Mims, who will be working as senior director of corporate communications for one of Wycliffe's sister organizations, noted that she's leaving behind a high-paying corporate lifestyle, along with material comfort and financial security for herself and her daughter.

"I live in one of the wealthiest per capita countries in the world. I am surrounded by a lot of wealth. I've lived in a high-rise with a private elevator that leads right to my apartment," she said of life in Singapore, adding that one of her hobbies used to be racing Porsches.

"I have been blessed with a lot of success, and obviously with that success has come a lot of remuneration. And so to go to a place where you're used to earning a salary, to a role where you are not paid a salary per se, but you build a group of financial investors that partner with you financially, and their support financially is how you get paid, that's quite different. That's how the Lord sent the disciples out," she said.

Mims also shared with CP some of the questions she had for God: "Wait a minute, Lord, I am a single mom, I am raising an 11-year-old, and this is not the right time for this. How could you call me for this now?"

She noted that serving in ministry full time was very new to her. "How am I ever going to live like this? How am I going to survive like this? What is my lifestyle going to look like?" she wondered.

Mims said she knew in her heart that she was going in the right direction, however, as that is what she felt God wanted from her.

"A God that has always been faithful to you, a God that has provided for you in so many ways — when you have history with someone who has been loyal and faithful to you, you know you can count on them.

"I could hear the Lord saying, 'Do you trust me that I am going to provide what you need, provide what your daughter needs, that I am going to meet you right where you are?'"

Looking back at her successful corporate life, Mims recognized that it was God who took her there.

"When we are sitting in those high places, it is easy for our pride to tell us 'It's me, I'm so good, I'm so intelligent,' but it's really the Lord who opens the door, the Lord who enables us, the Lord who bring us to those places."

She explained that she still has days of doubt, but that is when her faith rises up.

"The Lord is good because He didn't lead me this far to fail me. I encourage myself in the Word that tells me who He is, and the testimony He has given me that He has been faithful to me in many ways and will continue to be so."

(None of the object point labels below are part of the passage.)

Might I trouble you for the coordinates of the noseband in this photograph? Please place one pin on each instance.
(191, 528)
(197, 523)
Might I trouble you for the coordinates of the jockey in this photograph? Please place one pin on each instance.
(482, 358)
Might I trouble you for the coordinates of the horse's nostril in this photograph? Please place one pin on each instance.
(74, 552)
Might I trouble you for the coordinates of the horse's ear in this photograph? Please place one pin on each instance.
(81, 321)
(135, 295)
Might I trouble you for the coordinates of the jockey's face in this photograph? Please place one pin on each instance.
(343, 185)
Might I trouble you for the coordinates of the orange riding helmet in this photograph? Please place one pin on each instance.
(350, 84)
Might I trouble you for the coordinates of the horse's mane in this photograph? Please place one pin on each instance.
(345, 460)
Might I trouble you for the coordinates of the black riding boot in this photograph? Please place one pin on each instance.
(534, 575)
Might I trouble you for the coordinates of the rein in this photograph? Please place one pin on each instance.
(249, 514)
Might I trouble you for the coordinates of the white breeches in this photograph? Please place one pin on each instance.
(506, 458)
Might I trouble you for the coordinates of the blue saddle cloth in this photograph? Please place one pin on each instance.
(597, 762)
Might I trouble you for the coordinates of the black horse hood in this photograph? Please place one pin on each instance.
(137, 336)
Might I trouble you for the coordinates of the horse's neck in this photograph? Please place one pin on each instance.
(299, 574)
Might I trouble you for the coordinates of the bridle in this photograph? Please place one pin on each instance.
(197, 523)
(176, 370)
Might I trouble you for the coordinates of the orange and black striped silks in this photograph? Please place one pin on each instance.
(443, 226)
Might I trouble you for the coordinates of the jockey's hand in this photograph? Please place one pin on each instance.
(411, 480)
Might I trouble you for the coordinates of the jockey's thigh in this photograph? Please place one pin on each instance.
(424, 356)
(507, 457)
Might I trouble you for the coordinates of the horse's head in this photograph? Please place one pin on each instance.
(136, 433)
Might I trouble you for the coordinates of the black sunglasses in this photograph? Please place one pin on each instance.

"My experience was a laying down of my life to the Lord, it was a full conversion," Mims continued. "I don't see my life as my own. I have desires, wants, needs, but I always present those to the Lord."

She recalled sitting in training at Wycliffe with people who had been in ministry out in the field doing Bible translation, and hearing their stories of impacting and changing people's lives. That is when it dawned on her the importance of being in a support role.

"The whole mandate that we have as Christians, to go tell to the whole Earth the Good News, just the sense of knowing that the work that I'll be involved will enable the Gospel to go into places where the Gospel has not yet been" is what inspires her, she said, along with helping people understand a concept as critical as salvation.

"All of those years I spent in the corporate world, learning my craft and learning all those things that the Lord needed me to get good at so that now I can enter ministry, I think is just awesome," she said.

Mims believes that God has His reasons for saying "not now," and reflected that without her business background, she would have never had the level of experience to step into this role now.

Speaking about her goals, she said that ultimately she wants to see more people come to the saving knowledge of Christ.

"The short term goal is that the work that I do in the communications role will enable the whole of the organization and all of the teams out in the field to be better equipped and do better at what they do to get the Word into the hands of those that need it," Mims said, expressing her desire to help "extend the Kingdom of God on this side of eternity."